Er stonden veel kopers en kijkers voor haar kraam toen er opeens een paniekerig gegil en gekrijs klonk. De mensen bij haar kraam hadden zich plotseling omgedraaid en waren vrijwel meteen alle kanten op gevlogen waardoor Buurvrouw opeens oog in oog stond met een man, in een opvallend wit kleed.
“Het is Jezus. Hij is woest”, had Buurvrouw een vrouw horen roepen. Jezus had geschreeuwd dat iedereen van het plein af moest gaan en was stampvoetend op de kraam van de jongeman naast Buurvrouw afgelopen. Hij had de rand van de tafel gepakt en de hele kraam omver gesmeten. Sommige manden met duiven waren opengesprongen en de vogels hadden hun vrijheid gegrepen. Andere overvolle manden vielen op de grond en rolden meters verder. De meest duiven braken al tijdens de val hun nek. Buurvrouw had met verbijstering en aan de grond genageld, staan kijken. Toen was Jezus op haar af komen lopen en ze had gehuiverd van de woede in zijn ogen. Jezus greep het touw waar de gedroogde vissen aan hingen en trok er hard aan. De kraam was meteen ondersteboven gekiept. De bessen rolden over het plein en werden vertrapt door de vluchtende mensen. Het leek alsof er een bloedbad was aangericht. Er bleef niets over. Alles wat Buurvrouw de afgelopen maanden had verzameld was in één keer weg. Jezus bleef maar schreeuwen en toen hij weer in de richting van Buurvrouw keek, zette ze het op een lopen. Later, toen Jezus het plein had verlaten en de tempel was binnengegaan, is ze teruggelopen. Tussen de restanten bessen en platgelopen dadels lag haar geldkistje, open en leeg. Ze had het opgepakt. Het was nog heel en het was alles wat er voor haar overgebleven was. Het kistje van haar moeder. Het verlies hield Buurvrouw niet lang in zijn greep, ze veerde miraculeus snel weer op en toen ze thuiskwam was haar strijdlust weer helemaal bij haar teruggekomen. Ze zou zich niet uit het veld laten slaan, ze zou ervoor vechten.

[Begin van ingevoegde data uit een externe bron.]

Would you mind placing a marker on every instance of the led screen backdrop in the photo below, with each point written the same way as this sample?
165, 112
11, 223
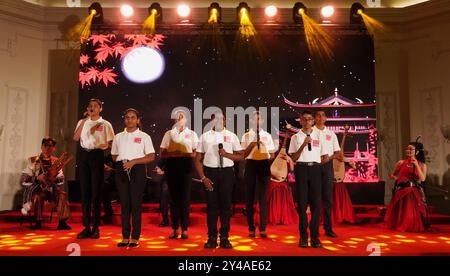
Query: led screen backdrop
272, 70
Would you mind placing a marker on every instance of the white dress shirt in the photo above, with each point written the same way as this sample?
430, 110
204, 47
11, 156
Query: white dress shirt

De volgende morgen had ze de stoute schoenen aangedaan en was resoluut naar Chofnie gelopen om hem om een lening te vragen. Chofnie had haar maar even aangekeken.

“Maar natuurlijk Buurvrouw, daar doe ik niet moeilijk over. Kom vanmiddag tegen het vallen van de avond maar terug”, had Chofnie vervolgens vriendelijk gezegd. Hij vervolgde het gesprek, maar het leek of de zekerheid bij ieder woord verder uit de zakenman wegstroomde. “Euh…, mag ik… Als u niet, euh… als je… Wil je misschien ook eens samen met mij…. euh…. Nou ja, de maaltijd gebruiken?” Chofnie had onzeker naar beneden gekeken. Buurvrouw voelde het bloed naar haar hoofd stijgen en het zweet brak haar uit.

“Ja, dat wil ik wel”, had ze als een verlegen meisje geantwoord en trillend had ze zich omgedraaid om op een drafje naar buiten te lopen. Haar hele lichaam tintelde. Thuisgekomen was ze op haar bed geploft en met een glimlach, op klaarlichte dag, in slaap gevallen. Met een schok was ze wakker geworden van gillende mensen op straat. Vrijwel meteen stond ze naast haar bed en rende richting de voordeur om te kijken wat er aan de hand was. Met een enorme snelheid zwaaide ze de voordeur open.